創価学会が掲げる「人間革命」とは何か。その本質を考える上で重要になる言葉が「宿命転換」だ。宗教学者の島田裕巳氏が、新刊『「人間革命」の読み方』の中でこう説明する。

創価学会の教えを理解するキーワード「宿命転換」

 創価学会は仏教系の教団である。となると、人間革命は回心を現代的なことばで表現したものといえるのだろうか。

 それも可能だが、人間革命ということばの意味をより正確に理解するためには、やはり創価学会に独自な用語である「宿命転換」について考える必要がある。宿命転換は、創価学会の信仰を考えるうえでもっとも重要な概念の一つである。

 では、宿命転換とは何なのだろうか。

 創価学会のホームページ「SOKAnet」を見てみると、そこには、「教学入門」という箇所があり、そのなかで宿命転換について説明されている。

 その説明においては、通常の仏教の教えと、創価学会で信奉される日蓮の教えが対比されており、前者についてはただの「仏法」と呼ばれるのに対して、後者については「日蓮大聖人の仏法」と呼ばれている。

 人生においては、さまざまな悩みや苦難に直面することが普通である。その際に、「自分は何も悪いことをしていないのに、なぜ、このような苦しみを受けなければならないのか」と、疑問を抱くことがある。

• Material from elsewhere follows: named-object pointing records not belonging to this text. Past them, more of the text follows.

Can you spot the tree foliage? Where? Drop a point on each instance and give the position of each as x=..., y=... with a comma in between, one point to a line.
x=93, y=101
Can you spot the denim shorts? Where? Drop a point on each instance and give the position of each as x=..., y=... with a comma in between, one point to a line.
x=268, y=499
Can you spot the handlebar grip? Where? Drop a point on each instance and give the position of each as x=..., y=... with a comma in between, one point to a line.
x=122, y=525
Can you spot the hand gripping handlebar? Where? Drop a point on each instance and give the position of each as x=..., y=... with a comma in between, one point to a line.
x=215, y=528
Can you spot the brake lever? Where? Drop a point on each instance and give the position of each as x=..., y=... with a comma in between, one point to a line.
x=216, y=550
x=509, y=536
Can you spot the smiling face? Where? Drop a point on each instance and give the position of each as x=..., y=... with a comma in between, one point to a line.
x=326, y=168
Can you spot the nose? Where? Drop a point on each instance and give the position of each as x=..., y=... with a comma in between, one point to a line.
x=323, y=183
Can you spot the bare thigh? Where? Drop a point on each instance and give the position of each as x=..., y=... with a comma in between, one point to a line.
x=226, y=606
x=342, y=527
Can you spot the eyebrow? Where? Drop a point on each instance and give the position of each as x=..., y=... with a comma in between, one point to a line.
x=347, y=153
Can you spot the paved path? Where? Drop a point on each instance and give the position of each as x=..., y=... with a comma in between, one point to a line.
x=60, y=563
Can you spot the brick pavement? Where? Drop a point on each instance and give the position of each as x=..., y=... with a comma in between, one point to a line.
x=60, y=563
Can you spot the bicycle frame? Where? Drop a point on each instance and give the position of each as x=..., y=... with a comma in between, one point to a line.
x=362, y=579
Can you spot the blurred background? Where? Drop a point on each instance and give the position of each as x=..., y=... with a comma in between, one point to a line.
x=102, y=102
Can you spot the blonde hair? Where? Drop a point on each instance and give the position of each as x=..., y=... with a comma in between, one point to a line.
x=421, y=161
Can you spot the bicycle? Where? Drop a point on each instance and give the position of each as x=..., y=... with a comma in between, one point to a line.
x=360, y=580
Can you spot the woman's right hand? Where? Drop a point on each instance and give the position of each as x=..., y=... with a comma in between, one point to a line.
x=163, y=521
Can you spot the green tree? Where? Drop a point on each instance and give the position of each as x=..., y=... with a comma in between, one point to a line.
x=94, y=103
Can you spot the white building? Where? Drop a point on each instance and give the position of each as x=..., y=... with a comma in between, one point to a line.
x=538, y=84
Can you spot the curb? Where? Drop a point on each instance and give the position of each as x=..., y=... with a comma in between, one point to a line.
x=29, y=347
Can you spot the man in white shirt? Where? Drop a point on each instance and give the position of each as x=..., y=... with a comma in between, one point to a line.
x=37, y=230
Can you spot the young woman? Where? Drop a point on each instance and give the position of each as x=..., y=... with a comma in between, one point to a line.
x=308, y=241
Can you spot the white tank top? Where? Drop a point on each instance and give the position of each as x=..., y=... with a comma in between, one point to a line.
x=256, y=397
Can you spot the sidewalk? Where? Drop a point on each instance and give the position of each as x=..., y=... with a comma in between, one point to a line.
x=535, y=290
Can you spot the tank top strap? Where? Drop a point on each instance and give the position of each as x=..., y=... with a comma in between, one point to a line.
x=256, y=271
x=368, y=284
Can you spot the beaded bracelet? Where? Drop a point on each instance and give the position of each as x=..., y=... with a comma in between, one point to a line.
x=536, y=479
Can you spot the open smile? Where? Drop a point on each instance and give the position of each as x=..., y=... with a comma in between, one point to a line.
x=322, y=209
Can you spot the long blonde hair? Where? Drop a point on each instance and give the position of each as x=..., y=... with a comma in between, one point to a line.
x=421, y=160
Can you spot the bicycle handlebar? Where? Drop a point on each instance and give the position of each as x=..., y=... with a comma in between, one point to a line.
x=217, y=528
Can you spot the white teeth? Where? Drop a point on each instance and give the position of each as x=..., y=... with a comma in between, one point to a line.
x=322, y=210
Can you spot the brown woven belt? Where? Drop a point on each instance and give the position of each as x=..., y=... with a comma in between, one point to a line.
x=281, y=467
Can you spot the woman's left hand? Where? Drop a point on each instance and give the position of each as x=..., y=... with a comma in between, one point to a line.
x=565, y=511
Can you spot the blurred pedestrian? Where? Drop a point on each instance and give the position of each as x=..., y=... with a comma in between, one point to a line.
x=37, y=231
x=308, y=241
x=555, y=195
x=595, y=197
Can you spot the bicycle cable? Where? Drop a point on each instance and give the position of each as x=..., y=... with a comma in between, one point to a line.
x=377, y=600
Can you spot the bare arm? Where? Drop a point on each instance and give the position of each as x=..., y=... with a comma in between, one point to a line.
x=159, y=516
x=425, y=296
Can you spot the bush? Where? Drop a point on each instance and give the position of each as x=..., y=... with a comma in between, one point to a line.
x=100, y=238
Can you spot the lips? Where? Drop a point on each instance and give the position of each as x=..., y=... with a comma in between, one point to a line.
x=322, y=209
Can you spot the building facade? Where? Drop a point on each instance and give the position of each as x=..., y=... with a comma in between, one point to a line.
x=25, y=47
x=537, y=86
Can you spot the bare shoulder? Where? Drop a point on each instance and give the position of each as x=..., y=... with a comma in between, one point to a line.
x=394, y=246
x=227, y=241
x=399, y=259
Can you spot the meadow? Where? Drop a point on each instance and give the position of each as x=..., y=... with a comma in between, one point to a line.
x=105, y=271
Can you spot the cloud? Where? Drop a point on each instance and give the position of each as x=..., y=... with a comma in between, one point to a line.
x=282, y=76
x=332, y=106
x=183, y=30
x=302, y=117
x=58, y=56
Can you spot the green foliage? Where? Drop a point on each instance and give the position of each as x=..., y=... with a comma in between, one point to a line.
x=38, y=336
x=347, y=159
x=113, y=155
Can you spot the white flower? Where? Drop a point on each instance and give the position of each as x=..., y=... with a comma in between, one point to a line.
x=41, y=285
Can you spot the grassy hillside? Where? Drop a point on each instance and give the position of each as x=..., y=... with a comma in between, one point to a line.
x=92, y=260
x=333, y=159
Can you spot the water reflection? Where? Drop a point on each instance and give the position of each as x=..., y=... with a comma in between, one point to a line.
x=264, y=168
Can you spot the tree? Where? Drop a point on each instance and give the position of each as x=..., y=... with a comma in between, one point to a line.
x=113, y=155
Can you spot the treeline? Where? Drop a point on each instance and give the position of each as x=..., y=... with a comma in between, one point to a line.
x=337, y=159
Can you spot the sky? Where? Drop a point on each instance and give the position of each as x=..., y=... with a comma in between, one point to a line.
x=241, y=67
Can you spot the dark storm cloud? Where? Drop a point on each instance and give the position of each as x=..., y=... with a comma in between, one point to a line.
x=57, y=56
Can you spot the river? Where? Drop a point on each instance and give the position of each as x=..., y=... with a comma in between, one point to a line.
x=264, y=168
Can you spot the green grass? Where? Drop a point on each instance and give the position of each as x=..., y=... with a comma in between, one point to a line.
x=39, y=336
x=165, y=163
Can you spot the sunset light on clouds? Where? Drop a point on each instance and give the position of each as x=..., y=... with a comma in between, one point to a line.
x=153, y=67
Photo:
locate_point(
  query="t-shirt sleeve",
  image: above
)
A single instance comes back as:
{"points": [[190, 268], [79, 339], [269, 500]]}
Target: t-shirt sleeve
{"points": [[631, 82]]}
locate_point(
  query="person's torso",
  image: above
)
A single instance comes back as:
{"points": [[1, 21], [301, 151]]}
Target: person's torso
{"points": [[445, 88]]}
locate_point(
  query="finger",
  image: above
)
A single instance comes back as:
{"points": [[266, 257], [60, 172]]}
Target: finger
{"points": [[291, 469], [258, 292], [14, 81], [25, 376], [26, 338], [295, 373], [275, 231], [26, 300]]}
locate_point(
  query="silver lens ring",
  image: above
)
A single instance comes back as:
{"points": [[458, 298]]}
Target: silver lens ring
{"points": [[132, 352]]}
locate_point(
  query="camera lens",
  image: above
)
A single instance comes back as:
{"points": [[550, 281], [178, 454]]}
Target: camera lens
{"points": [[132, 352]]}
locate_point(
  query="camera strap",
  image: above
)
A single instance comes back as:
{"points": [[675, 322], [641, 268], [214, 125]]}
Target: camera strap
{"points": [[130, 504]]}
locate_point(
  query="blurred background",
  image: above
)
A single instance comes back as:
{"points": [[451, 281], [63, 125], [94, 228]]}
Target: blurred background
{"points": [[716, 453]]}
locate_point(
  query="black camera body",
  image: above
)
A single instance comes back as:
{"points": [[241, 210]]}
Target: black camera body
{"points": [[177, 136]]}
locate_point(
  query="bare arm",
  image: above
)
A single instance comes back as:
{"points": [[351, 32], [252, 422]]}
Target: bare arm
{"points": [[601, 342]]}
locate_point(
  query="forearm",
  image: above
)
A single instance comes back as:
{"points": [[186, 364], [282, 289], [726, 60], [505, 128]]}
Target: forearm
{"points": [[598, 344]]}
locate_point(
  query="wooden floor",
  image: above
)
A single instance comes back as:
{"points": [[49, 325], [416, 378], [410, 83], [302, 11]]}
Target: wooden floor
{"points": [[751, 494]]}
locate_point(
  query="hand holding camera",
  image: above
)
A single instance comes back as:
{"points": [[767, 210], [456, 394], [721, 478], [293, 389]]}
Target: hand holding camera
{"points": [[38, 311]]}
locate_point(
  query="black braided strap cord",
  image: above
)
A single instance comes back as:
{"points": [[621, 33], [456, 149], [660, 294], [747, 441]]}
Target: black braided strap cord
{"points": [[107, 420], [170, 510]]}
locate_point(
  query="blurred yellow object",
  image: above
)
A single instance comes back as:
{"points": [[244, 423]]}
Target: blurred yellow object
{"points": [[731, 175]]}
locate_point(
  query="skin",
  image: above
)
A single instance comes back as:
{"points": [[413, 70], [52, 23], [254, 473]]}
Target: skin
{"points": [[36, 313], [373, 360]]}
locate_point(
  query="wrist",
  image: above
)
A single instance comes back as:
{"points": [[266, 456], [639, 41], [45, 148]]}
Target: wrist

 こうした悩みや苦難について、通常の仏法では、過去世における宿業(しゅくごう)の結果であると説かれる。仏法では、過去世における行為が因となって、それが現在世において結果としてあらわれ、また、現在世における行為が因となって、それが未来世に結果としてあらわれると説かれてきた。これこそが因果の考え方であり、そこから因果応報といったことばが生まれた。

 いくら自分が行ったこととはいえ、過去世における行動は今さら変更のしようがない。通常の仏法では、生まれ変わりをくり返し、そのたびごとに過去世においてすでにしてしまった罪業(ざいごう)を消していくしかないと説かれる。つまり、罪業の解消には膨大な時間が必要とされるのである。